European Union



RAAD VAN

DE EUROPESE UNIE

NL

P/06/81

Brussel, 3 juni 2006

10152/06 (Presse 171)

(OR. en)

Verklaring van het voorzitterschap namens de Europese Unie over de onafhankelijkheidsverklaring van het Montenegrijnse parlement

De Europese Unie neemt er nota van dat het parlement van Montenegro op 3 juni 2006 een verklaring heeft aangenomen over de onafhankelijkheid van de Republiek Montenegro, in overeenstemming met artikel 60 van de grondwet van Servië en Montenegro.
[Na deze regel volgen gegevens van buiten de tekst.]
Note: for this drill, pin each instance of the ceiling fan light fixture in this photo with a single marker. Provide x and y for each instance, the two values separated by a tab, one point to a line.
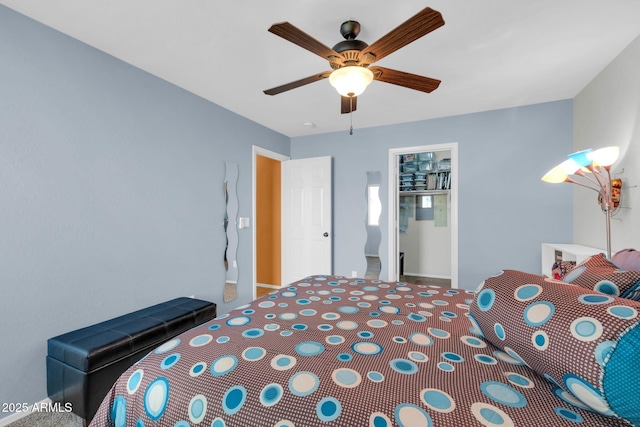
351	80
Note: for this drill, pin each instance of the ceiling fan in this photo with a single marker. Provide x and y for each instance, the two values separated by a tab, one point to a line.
350	59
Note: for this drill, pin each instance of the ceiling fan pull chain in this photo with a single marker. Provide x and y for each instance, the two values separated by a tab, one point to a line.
351	115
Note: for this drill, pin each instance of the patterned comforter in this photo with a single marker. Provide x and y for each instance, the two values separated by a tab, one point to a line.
332	351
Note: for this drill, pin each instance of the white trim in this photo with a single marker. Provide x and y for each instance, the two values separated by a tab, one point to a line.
268	285
256	150
427	276
392	206
4	422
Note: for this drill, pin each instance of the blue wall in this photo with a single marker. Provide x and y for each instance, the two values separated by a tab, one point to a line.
110	194
505	211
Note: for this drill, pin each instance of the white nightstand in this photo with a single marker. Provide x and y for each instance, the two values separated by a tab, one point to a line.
568	252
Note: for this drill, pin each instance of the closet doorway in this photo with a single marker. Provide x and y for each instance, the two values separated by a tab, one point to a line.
423	220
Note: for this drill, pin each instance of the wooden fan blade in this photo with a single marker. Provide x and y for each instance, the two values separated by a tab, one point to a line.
348	104
412	29
302	39
292	85
400	78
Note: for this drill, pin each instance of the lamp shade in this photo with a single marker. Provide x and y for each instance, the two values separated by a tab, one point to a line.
604	156
581	157
351	80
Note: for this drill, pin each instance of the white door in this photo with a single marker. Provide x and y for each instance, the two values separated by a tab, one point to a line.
306	218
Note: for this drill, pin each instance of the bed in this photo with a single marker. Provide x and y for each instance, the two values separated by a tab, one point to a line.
521	350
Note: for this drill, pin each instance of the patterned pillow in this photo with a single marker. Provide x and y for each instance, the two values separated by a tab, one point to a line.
599	274
627	259
586	343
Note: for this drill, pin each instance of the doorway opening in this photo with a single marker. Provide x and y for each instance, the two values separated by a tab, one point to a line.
267	214
431	212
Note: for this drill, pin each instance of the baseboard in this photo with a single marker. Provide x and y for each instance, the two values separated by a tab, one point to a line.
429	276
265	285
4	422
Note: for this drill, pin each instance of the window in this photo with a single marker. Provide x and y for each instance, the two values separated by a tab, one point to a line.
374	205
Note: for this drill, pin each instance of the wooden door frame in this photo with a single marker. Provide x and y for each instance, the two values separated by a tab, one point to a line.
393	238
259	151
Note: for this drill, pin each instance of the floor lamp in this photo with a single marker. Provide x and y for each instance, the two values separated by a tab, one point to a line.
592	169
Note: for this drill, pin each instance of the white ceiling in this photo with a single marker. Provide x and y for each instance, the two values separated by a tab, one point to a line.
490	54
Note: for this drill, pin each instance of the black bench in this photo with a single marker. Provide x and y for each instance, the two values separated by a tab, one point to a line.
82	365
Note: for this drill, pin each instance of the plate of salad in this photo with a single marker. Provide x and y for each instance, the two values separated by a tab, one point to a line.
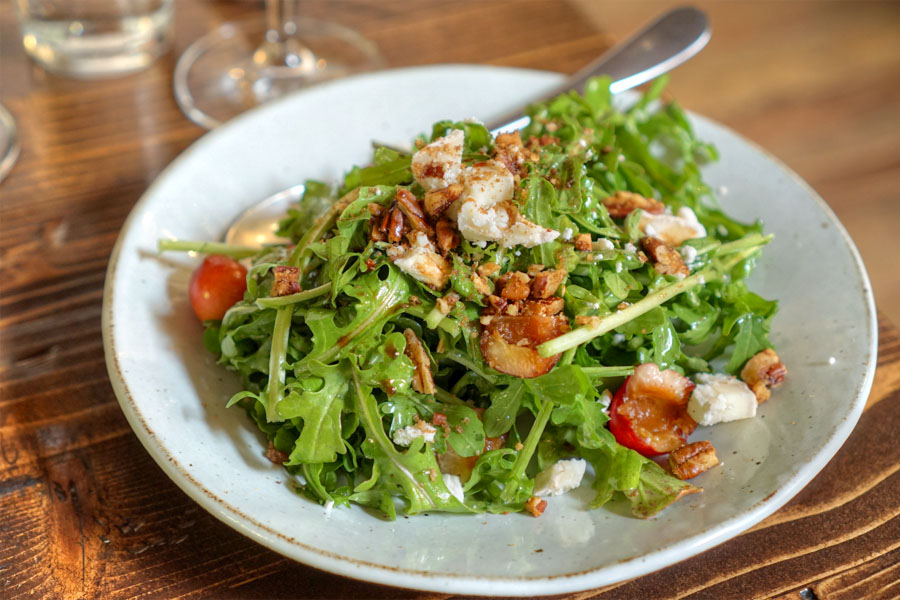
530	363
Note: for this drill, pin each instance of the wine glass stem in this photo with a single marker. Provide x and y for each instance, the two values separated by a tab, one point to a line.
283	46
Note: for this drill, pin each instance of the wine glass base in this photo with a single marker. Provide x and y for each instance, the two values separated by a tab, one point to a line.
227	72
9	142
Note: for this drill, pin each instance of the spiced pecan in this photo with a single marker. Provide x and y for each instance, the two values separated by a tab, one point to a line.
620	204
545	307
287	281
396	225
488	269
422	381
276	455
546	283
536	506
587	321
447	236
762	372
666	260
481	284
446	304
412	210
583	242
496	304
377	222
518	286
535	269
693	459
513	308
438	201
509	150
Deze verklaring volgt op de bevestiging van de uitslag van het referendum over de onafhankelijkheid van Montenegro zoals bekendgemaakt door de nationale referendumcommissie op 31 mei.

De Europese Unie herinnert eraan dat het Bureau voor Democratische Instellingen en Mensenrechten van de OVSE (OVSE/ODIHR) heeft bevestigd dat dit referendum heeft plaatsgevonden in overeenstemming met de verbintenissen in het kader van de OVSE en de Raad van Europa en andere internationale normen voor democratische verkiezingsprocessen. De Europese Unie spreekt haar dank uit aan de SG/HV, de heer Javier Solana, en zijn persoonlijk vertegenwoordiger, de heer Miroslav Lajcak, voor hun bijdragen aan de facilitering van dit proces.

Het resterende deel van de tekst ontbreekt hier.